From: Philipp Stanner <pstanner@redhat.com>
To: Tvrtko Ursulin <tursulin@igalia.com>,
amd-gfx@lists.freedesktop.org, dri-devel@lists.freedesktop.org
Cc: "Tvrtko Ursulin" <tvrtko.ursulin@igalia.com>,
"Christian König" <christian.koenig@amd.com>,
"Alex Deucher" <alexander.deucher@amd.com>,
"Luben Tuikov" <ltuikov89@gmail.com>,
"Matthew Brost" <matthew.brost@intel.com>,
"David Airlie" <airlied@gmail.com>,
"Daniel Vetter" <daniel@ffwll.ch>,
stable@vger.kernel.org
Subject: Re: [RFC 1/4] drm/sched: Add locking to drm_sched_entity_modify_sched
Date: Mon, 09 Sep 2024 11:44:36 +0200 [thread overview]
Message-ID: <8d763e5162ebc130a05da3cefbff148cdb6ce042.camel@redhat.com> (raw)
In-Reply-To: <20240906180618.12180-2-tursulin@igalia.com>
On Fri, 2024-09-06 at 19:06 +0100, Tvrtko Ursulin wrote:
> From: Tvrtko Ursulin <tvrtko.ursulin@igalia.com>
>
> Without the locking amdgpu currently can race
> amdgpu_ctx_set_entity_priority() and drm_sched_job_arm(),
I would explicitly say "amdgpu's amdgpu_ctx_set_entity_priority() races
through drm_sched_entity_modify_sched() with drm_sched_job_arm()".
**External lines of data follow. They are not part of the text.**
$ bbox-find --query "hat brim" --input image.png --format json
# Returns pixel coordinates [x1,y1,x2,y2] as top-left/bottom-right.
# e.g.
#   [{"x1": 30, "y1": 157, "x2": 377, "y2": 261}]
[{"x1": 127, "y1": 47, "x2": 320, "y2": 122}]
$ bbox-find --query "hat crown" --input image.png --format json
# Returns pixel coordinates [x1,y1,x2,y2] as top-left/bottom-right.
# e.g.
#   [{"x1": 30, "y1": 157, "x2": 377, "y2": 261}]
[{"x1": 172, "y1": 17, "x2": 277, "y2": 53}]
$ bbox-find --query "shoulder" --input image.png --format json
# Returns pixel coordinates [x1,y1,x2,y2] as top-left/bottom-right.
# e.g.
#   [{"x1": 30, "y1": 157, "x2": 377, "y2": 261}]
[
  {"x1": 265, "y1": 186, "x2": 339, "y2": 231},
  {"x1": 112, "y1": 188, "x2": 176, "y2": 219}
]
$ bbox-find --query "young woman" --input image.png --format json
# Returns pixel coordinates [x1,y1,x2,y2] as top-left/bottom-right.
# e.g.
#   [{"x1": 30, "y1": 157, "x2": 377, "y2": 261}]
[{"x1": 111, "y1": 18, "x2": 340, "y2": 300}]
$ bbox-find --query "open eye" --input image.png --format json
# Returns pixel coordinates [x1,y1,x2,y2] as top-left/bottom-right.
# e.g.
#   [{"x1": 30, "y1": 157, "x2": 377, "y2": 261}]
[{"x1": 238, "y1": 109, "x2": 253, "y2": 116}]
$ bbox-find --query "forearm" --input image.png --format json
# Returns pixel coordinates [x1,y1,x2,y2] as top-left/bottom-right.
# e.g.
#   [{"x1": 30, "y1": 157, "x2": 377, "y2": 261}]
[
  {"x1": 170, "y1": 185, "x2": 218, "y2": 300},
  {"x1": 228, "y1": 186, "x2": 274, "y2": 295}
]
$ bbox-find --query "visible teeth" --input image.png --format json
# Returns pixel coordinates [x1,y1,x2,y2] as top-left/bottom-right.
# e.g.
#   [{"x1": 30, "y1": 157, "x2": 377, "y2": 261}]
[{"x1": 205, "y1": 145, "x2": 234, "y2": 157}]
The actual issue then seems to be drm_sched_job_arm() calling
drm_sched_entity_select_rq(). I would mention that, too.
> leading to the
> latter accesing potentially inconsitent entity->sched_list and
> entity->num_sched_list pair.
>
> The comment on drm_sched_entity_modify_sched() however says:
>
> """
> * Note that this must be called under the same common lock for
> @entity as
> * drm_sched_job_arm() and drm_sched_entity_push_job(), or the driver
> needs to
> * guarantee through some other means that this is never called while
> new jobs
> * can be pushed to @entity.
> """
>
> It is unclear if that is referring to this race or something else.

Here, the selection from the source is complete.